Insgesamt zeigen sich die Projektverantwortlichen zufrieden. Dennoch mahnen sie an, dass noch viel Arbeit zu leisten ist. Die neue Pflegebevollmächtigte der Bundesregierung, Ingrid Fischbach, hat nun das Entbürokratisierungsprojekt an die Trägerverbände übergeben.

Die bisherigen Resultate können sich sehen lassen: Das Projektbüro EinStep hatte bundeseinheitliche Schulungsunterlagen erstellt und für die Trägerverbände mehr als 800 Multiplikatoren geschult. Darüber hinaus hat das Projektbüro die Schulungen der Medizinischen Dienste der Krankenkassen (MDK) und der regionalen Heimaufsichten unterstützt.

Mittlerweile nehmen etwa 11.500 ambulante und stationäre Einrichtungen an dem Projekt zur Entbürokratisierung der Pflegedokumentation teil. Das ist etwa die Hälfte aller Einrichtungen in Deutschland und veranlasst auch die Trägerverbände zu einem positiven Fazit zum.
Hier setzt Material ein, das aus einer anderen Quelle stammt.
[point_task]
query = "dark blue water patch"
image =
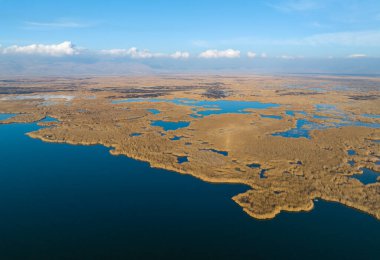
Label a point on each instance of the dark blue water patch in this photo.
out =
(182, 159)
(224, 153)
(154, 111)
(166, 125)
(6, 116)
(262, 174)
(272, 116)
(254, 165)
(79, 202)
(321, 117)
(371, 115)
(217, 106)
(321, 107)
(367, 177)
(293, 112)
(297, 132)
(48, 119)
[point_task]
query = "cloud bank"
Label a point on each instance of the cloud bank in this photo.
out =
(229, 53)
(65, 48)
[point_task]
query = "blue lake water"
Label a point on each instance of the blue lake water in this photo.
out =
(166, 125)
(61, 201)
(367, 177)
(371, 115)
(224, 153)
(5, 116)
(272, 116)
(182, 159)
(215, 106)
(154, 111)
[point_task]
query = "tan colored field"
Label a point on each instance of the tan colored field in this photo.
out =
(297, 170)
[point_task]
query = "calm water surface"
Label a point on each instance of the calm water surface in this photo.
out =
(78, 202)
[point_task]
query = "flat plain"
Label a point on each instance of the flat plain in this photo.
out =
(290, 139)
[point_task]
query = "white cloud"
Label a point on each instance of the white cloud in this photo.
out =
(357, 56)
(229, 53)
(62, 49)
(287, 57)
(251, 54)
(180, 55)
(133, 53)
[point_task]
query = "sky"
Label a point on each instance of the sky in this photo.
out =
(201, 30)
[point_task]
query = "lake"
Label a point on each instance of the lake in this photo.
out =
(61, 201)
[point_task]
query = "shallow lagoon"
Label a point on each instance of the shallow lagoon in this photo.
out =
(80, 202)
(212, 107)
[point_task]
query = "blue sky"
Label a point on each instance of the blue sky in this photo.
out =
(283, 28)
(166, 35)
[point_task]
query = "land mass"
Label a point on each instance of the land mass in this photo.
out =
(281, 173)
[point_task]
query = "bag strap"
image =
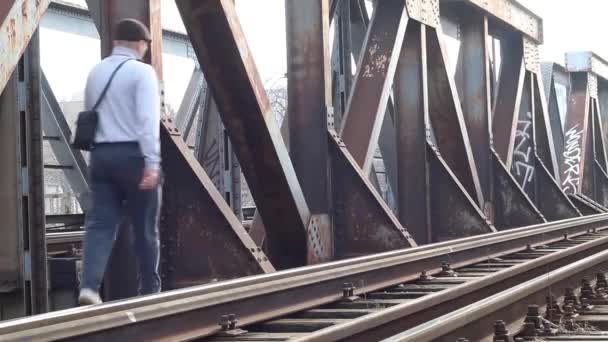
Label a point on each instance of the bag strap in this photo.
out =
(105, 89)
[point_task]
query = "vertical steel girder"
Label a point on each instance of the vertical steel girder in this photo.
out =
(19, 20)
(506, 205)
(219, 43)
(583, 164)
(309, 110)
(202, 239)
(184, 119)
(433, 204)
(23, 264)
(554, 76)
(57, 133)
(214, 152)
(473, 81)
(522, 129)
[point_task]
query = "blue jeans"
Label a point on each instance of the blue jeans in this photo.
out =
(115, 172)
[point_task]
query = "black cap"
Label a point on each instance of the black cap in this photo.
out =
(131, 30)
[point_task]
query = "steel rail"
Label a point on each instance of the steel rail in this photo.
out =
(194, 312)
(509, 306)
(388, 322)
(64, 237)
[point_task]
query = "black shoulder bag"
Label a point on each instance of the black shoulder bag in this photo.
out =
(86, 124)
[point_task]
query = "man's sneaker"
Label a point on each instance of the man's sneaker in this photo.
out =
(88, 297)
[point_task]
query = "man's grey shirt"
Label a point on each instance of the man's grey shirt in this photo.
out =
(130, 111)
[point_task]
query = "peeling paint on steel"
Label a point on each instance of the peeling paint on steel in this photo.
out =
(531, 56)
(587, 61)
(16, 30)
(424, 11)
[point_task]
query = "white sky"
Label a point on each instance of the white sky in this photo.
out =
(569, 25)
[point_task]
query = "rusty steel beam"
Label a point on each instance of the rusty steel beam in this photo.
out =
(23, 264)
(544, 137)
(473, 71)
(364, 224)
(411, 102)
(587, 70)
(445, 114)
(228, 66)
(505, 202)
(513, 15)
(432, 202)
(557, 84)
(19, 20)
(352, 22)
(191, 103)
(213, 150)
(360, 127)
(586, 61)
(574, 158)
(202, 239)
(508, 98)
(603, 106)
(309, 104)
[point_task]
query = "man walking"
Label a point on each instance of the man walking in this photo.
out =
(125, 160)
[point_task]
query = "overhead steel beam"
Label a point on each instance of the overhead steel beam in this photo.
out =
(587, 61)
(202, 239)
(228, 66)
(512, 14)
(19, 20)
(310, 108)
(57, 133)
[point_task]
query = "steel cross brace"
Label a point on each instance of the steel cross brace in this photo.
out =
(57, 132)
(521, 130)
(202, 239)
(352, 21)
(240, 97)
(377, 66)
(506, 203)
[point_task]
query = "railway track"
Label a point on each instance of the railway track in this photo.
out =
(362, 299)
(566, 304)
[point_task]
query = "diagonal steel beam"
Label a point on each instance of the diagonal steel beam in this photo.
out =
(556, 81)
(220, 45)
(446, 117)
(574, 159)
(19, 20)
(367, 105)
(57, 132)
(432, 202)
(509, 92)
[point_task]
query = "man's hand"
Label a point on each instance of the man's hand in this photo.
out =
(149, 180)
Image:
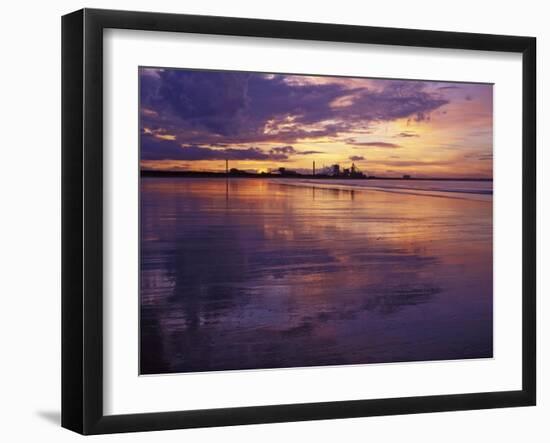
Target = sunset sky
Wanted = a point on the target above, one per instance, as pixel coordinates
(194, 120)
Auf der Veranstaltung „Mehr Zeit für die Pflege – durch Entbürokratisierung den Pflegealltag verbessern und Professionalisierung fördern – Perspektiven und Reflexion“ diskutierten Pflegekräfte und Pflegewissenschaftler angeregt, was zu tun bleibt, damit Pflegeeinrichtungen ihre Pflegedokumentation weiterhin entschlacken können und somit Pflegekräfte entlasten. Damit für die wirkliche Pflege mehr Zeit bleibt!